The President has come to realise one of the areas that has been a drain to the economy – waivers and concessions. In the last 10 to 20 years, civil servants and top government functionaries have used their discretionary power to favour a few in the economy through waivers and concessions. Most of those waivers were to the benefit of individuals not the entire sector or economy. Most for selfish end.

The President put it rightly when he said: “Frequently, businesses request for subsidies and waivers to import a wide range of products many of which could be produced locally with some investment and government incentives. Government is undertaking a comprehensive review of subsidies and waivers. The review has become necessary because subsidies and waivers have many adverse effects on the economy, depletion of foreign reserves because it promotes imports, undermining of competition and local production as well as exporting jobs. Henceforth, special consideration and concessions will be granted only to businesses that are developing value-chains, building needed infrastructure, expanding domestic production and creating jobs.”

The intervention of government in the economy has become all the more important because the Nigerian economy is still largely driven by the public sector. The proportion of resources in the Public sector of the economy is still disproportionately high. Nigerians must support the President averred vision as he said: “I am fully committed to transforming governance and the economy. My government will give the greatest weight to efficiency, creativity and innovation in governance ad ensure value for money, competitiveness and over ridding interest of our nation in all decision making.”

Elaborating on the trust of the economic transformation agenda, the President said the focus would be on job creation as he said: “Our security challenges will greatly diminish if we can create jobs for most of our productive population that is, those in the 16-44 age group. To create jobs, government will strongly discourage the importation of products that are either being produced or can be produced in Nigeria. My government is fully committed to achieving self sufficiency in some products that we currently import such as rice, in petroleum products, petro-chemicals, and iron and steel.

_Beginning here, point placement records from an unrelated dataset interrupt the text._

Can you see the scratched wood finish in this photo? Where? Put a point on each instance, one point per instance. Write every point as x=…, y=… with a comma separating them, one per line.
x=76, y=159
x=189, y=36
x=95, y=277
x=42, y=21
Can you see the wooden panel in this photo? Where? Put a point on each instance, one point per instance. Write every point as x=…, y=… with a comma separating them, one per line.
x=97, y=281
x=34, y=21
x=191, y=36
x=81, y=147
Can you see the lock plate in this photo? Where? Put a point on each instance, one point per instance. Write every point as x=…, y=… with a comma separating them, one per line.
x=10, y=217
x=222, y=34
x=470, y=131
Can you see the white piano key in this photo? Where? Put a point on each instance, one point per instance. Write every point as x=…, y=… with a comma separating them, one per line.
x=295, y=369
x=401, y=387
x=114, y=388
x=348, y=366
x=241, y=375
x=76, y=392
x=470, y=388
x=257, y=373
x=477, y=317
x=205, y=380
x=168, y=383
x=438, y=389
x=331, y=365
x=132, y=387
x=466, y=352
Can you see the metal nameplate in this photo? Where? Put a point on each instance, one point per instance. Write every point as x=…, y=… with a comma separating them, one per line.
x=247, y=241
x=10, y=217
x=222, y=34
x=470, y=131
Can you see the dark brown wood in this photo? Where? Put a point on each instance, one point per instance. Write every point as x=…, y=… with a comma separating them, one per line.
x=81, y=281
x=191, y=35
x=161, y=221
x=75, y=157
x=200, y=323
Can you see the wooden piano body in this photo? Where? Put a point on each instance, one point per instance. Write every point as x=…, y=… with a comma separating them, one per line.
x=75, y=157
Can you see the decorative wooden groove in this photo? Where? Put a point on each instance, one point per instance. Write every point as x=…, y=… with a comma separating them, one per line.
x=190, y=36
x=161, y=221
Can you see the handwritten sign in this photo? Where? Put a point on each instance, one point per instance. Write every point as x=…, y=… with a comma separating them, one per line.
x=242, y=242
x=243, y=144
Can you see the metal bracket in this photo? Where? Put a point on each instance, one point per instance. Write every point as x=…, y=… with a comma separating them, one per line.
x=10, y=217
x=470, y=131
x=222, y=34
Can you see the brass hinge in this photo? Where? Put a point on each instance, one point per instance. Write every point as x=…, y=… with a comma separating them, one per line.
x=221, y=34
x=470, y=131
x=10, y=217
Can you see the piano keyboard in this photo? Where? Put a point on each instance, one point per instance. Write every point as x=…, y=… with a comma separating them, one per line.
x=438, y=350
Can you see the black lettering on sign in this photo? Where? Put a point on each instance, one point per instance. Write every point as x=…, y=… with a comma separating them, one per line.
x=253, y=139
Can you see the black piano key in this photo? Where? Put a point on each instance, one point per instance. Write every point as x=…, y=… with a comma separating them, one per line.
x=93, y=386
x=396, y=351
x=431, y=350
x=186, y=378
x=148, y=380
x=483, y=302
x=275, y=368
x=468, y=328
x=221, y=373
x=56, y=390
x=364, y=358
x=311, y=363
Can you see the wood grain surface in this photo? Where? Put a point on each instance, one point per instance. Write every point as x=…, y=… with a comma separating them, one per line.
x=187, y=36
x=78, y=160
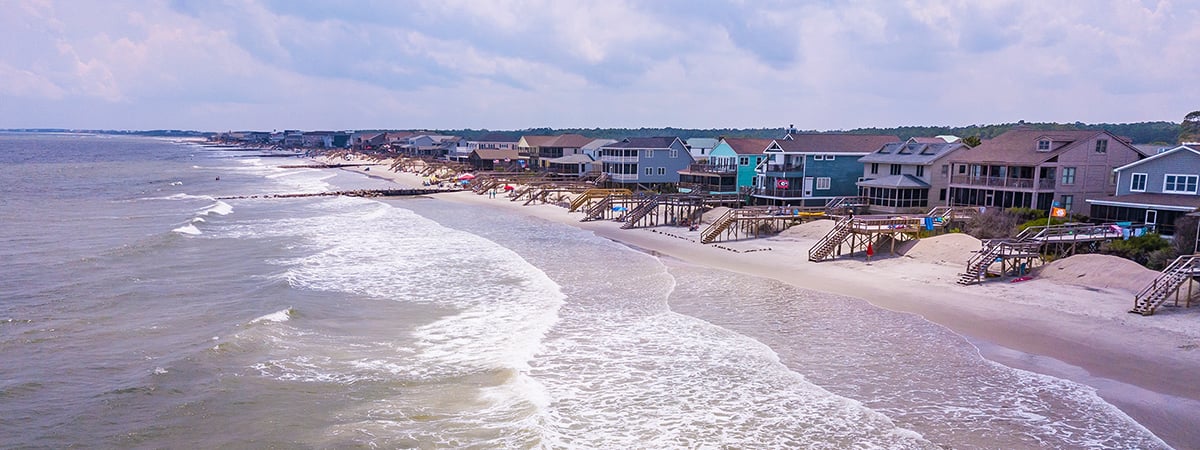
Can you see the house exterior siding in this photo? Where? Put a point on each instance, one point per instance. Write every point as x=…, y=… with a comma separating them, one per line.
x=647, y=161
x=1182, y=162
x=1011, y=171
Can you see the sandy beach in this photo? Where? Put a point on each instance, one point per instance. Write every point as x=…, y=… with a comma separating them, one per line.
x=1071, y=321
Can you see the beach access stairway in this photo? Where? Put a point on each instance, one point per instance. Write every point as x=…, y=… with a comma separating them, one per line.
x=828, y=243
x=605, y=207
x=643, y=208
x=997, y=250
x=593, y=195
x=1169, y=282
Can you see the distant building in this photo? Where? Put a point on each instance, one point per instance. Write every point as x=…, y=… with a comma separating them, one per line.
x=1156, y=191
x=729, y=168
x=809, y=169
x=701, y=148
x=645, y=162
x=909, y=177
x=1032, y=168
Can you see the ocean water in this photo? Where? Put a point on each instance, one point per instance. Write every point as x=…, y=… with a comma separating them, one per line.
x=138, y=310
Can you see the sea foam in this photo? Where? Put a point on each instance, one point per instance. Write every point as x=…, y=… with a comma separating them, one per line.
x=279, y=316
x=190, y=229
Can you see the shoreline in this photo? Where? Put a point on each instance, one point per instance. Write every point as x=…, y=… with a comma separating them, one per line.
x=1077, y=333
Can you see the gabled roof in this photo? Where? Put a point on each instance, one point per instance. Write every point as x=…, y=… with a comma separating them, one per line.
x=911, y=153
x=577, y=159
x=568, y=142
x=1171, y=151
x=538, y=141
x=895, y=181
x=496, y=137
x=497, y=154
x=1173, y=202
x=834, y=143
x=643, y=143
x=748, y=145
x=1020, y=145
x=597, y=143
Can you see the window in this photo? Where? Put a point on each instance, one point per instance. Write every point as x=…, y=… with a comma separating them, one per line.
x=1138, y=183
x=1180, y=184
x=1068, y=175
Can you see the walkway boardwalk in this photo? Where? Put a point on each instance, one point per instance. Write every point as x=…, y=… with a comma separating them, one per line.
x=347, y=193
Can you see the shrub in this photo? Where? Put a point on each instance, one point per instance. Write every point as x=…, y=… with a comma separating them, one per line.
x=1141, y=249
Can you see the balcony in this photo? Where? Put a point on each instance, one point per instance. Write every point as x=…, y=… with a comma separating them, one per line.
x=784, y=171
x=717, y=169
x=778, y=192
x=1044, y=184
x=708, y=187
x=618, y=159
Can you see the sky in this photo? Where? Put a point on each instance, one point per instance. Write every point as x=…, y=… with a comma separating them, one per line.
x=221, y=65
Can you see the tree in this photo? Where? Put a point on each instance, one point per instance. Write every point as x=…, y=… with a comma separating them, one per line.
x=1189, y=130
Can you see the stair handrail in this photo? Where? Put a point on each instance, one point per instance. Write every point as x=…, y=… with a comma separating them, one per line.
x=641, y=210
x=840, y=231
x=1169, y=280
x=718, y=226
x=598, y=209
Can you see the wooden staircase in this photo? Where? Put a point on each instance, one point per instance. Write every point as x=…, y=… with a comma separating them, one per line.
x=598, y=209
x=1181, y=270
x=825, y=247
x=979, y=263
x=592, y=195
x=483, y=186
x=645, y=208
x=719, y=226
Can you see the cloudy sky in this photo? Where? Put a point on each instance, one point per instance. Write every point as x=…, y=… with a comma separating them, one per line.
x=516, y=64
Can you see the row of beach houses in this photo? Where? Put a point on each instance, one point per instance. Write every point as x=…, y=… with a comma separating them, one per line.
x=1086, y=172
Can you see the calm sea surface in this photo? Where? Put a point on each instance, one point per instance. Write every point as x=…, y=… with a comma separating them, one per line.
x=139, y=311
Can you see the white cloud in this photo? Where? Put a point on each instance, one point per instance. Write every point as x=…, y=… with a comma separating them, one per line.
x=273, y=64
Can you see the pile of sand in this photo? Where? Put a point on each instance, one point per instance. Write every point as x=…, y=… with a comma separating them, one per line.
x=949, y=249
x=1098, y=271
x=808, y=231
x=714, y=214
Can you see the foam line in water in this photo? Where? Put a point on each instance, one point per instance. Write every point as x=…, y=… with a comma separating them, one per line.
x=219, y=208
x=190, y=229
x=279, y=316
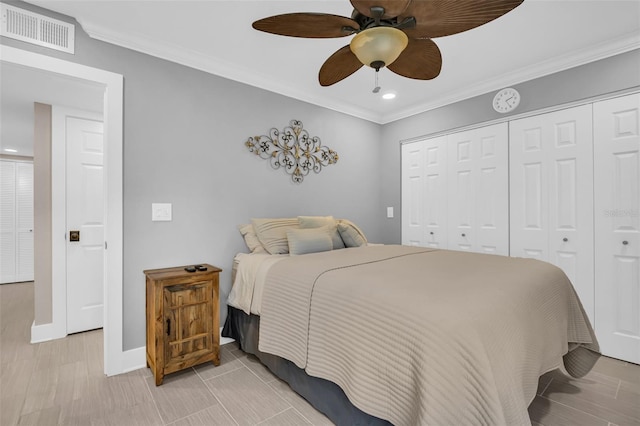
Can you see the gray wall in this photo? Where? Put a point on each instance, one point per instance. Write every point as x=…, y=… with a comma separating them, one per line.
x=184, y=134
x=621, y=72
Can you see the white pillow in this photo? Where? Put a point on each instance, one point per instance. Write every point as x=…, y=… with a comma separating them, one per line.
x=272, y=233
x=307, y=222
x=351, y=234
x=303, y=241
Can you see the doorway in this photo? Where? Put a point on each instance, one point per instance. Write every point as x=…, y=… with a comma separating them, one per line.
x=112, y=89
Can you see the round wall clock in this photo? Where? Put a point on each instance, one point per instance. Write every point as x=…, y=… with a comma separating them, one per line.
x=506, y=100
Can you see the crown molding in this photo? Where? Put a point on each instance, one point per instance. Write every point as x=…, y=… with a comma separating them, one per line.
x=249, y=76
x=221, y=68
x=552, y=65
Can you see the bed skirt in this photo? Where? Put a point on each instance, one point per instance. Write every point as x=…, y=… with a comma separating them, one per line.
x=325, y=396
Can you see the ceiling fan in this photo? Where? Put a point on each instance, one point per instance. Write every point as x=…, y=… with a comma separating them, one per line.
x=392, y=33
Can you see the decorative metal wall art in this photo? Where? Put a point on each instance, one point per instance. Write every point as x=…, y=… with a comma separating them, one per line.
x=293, y=150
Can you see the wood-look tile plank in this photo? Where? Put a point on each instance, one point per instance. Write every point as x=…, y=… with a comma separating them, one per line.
x=45, y=417
x=551, y=413
x=212, y=416
x=144, y=414
x=594, y=394
x=248, y=399
x=254, y=364
x=181, y=394
x=619, y=369
x=228, y=362
x=11, y=408
x=289, y=417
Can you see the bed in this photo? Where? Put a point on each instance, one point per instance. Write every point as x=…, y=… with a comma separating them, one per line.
x=378, y=334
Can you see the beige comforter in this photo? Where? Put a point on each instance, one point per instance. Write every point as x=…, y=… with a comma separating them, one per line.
x=421, y=336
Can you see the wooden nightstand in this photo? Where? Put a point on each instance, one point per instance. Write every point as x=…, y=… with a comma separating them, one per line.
x=183, y=319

I believe that by 2015 we should not be importing rice or fertilizers. We can’t be flaring gas and be importing fertilizer.”

Areas for urgent attention

: Another challenge that the President must address quickly is the rising domestic debt in the face of high oil prices. Government borrowing has risen sharply, increasing by more than 50 per cent since the start of the year, compared to private sector credit growth of just three percent over the same period.Yet the head of the Debt Management Office, Dr. Abraham Nwankwo, has pointed to a debt-to-GDP ratio of 16 per cent that is expected to remain stable, depending on the rate of economic growth, suggesting Nigeria could easily raise more debt if needed.

Also in need of urgent attention is the level of capital flight. The capital flight that hit the Nigeria economy since 2007 has continued unabated as Nigerians, corporate bodies are still moving funds massively out of the country as well as from naira to dollar. As President Jonathan stand in the podium on May 29, to be sworn in as President, commander in chief of the armed forces, the question that will agitate the minds of Nigerians will be “Can this President follow through his plan to transform the economy”? 2115 is not too far, time will tell.